Thanks for the advice though. I do plan on having some sort of initialization process to calibrate the robot.
More notes completed -
working on:
todo:
Waiting on: Replacement encoder - Received and installed... Replacement Kangaroo - Should receive 1/7/2016
Brain is getting worn out. Taking a break. Also have laundry to do and Christmas stuff to take down.
With the addition of the LIDAR that I am working with to RoboRealm, and some of the other features that are already in RoboRealm, I am now torn...
I could continue to write my own SLAM module in either RoboRealm or ARC or both. There are some things in RoboRealm that could be helpful, like path finding, floor finding for camera, object recognition and a lot of video processing things that could be helpful in using a camera feed and the lidar together to accomplish SLAM. I just dont know until I dig into it pretty far.
I am trying to decide if I continue just making a SLAM module for ARC as a plugin or if I stop this and try to use RoboRealm for this. I may end up doing both, IDK at this point. I guess I could also use the RoboRealm API in an ARC skill plugin but that limits how many people would be able to use the plugin.
I'll answer in a purely selfish way... RoboRealm charges per computer (they used to allow a license to be used on 2, but not anymore). If you were going to release your plugin for free, or would have a multi-computer for one cost model (maybe based on EZ-Robot login ID to prevent abuse), then I would encourage you to continue in your efforts because I have several computers that I want to be able to use depending on where I am and how many robots I currently have running.
On a non selfish answer, if using RoboRealm makes it easier for you to achieve the goals, and allows you to move onto other functions that you have unique capabilities to deliver, then having two different applications which provide the exact same capability seems a bit silly.
Alan
I am leaning toward just building the ARC skill plugin. It will teach me a lot along the way and I am all for that.
I am going to be focusing on EZ-AI this weekend, and then on this after the plugin for EZ-AI is complete. I do like the idea of having everything work in plugins and I also like the thought of promoting EZ-Robot. I also like RoboRealm but I am not nearly as comfortable with VBScript and how RoboRealm works, so I dont know that path is the one that I want to go down first.
Interesting discussions
@OldBotBuilder: Regarding the compass, i agree i have mixed feelings, i had success with small robots and same room, indoor navigation and/or big robots (more metal, more current) is difficult to obtain reliable results. Some IMUs devices have a proprietary fusion algorithm combining gyro & compass, and the results are more stable, i have a few IMUs to try but no time yet. I use ROS for slam and navigation, there is a node which combines different IMUs plus the odometry and provides a correct/combined output.
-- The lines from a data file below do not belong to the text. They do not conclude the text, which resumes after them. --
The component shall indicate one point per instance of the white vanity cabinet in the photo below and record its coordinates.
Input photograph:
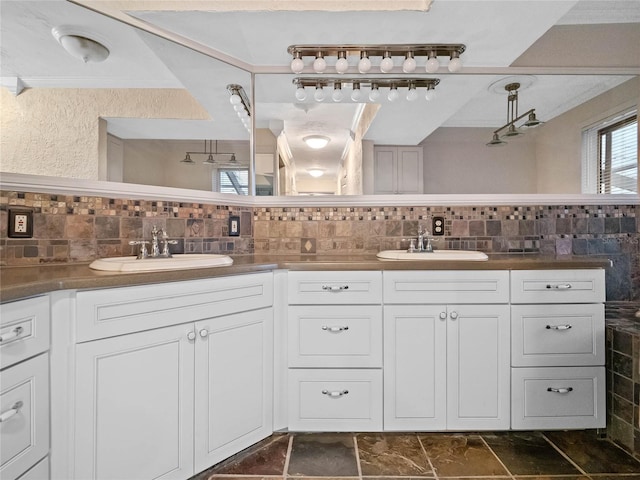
(169, 402)
(446, 350)
(24, 388)
(558, 349)
(334, 351)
@David: Regarding encoders, i agree too, is very important to have high resolution. I have 6" wheel robot with 144 CPR encoders and is not enough for PID control when driving slow speed.
What is your encoder resolution ? Is built in with the motor ?
RobotRealm, do they have SLAM/Mapping functionalities builtin ? if you can identify the missing functionalities you can challenge DJ Sures to build. if EZB is not powerful or does not provide the build blocks, is time to check the EZR roadmap otherwise you can end up overlapping efforts.
I'm also running several different PCs using EZB. The Roborealm I purchased will not allow me to upgrade to use the new Lidar module unless I shell out another $29.95, and as Alan mentioned, I can only use Roborealm on a single computer.